Pharmaceutical Market
One of the hurdles that makes drug shortages such a struggle for pediatric hospitals is the pharmaceutical market itself.
The financial incentives aren’t strong enough to produce vast treatment options for children, which make up just a quarter of the U.S. population. If a pediatric formulation from one manufacturer comes up short, that may be enough to put children’s hospitals on alert.
Pediatric patients also rely heavily on injectable drugs, according to Jenny Elhadary, vice president of clinical services at the Ann & Robert H. Lurie Children’s Hospital in Chicago. “Depending on age, oral pills are just not an option, and many aren’t available in liquid form,” she said.
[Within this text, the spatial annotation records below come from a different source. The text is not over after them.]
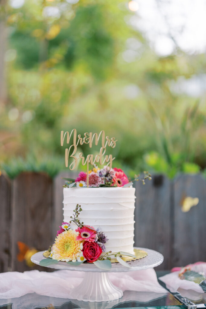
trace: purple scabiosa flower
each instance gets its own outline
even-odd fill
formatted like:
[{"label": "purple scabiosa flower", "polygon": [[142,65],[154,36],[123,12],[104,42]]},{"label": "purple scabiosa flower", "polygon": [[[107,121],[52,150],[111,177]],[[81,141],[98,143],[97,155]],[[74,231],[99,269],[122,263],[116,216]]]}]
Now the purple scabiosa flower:
[{"label": "purple scabiosa flower", "polygon": [[98,234],[98,239],[97,242],[100,243],[106,243],[109,239],[102,232],[99,233]]}]

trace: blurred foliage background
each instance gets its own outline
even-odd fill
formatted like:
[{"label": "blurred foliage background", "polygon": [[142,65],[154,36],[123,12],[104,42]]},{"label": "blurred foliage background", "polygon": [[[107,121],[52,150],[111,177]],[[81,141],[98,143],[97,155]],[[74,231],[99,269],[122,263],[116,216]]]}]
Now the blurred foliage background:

Sterile injectable drugs account for 63% of drug shortages, according to the FDA.
Hospital budgets are also another casualty of drug shortages. When pharmacies at children’s hospitals have to use small amounts of adult formulations to make drugs work for children, the rest of that vial they paid full price for might never get used.
“There are a lot of diseases or conditions that might be solvable with the right drug, but they’re not being made because the current companies aren’t doing it,” said Newman, with Children’s National. “Once we get through shortages, we want work with Phlow to tackle rare diseases.”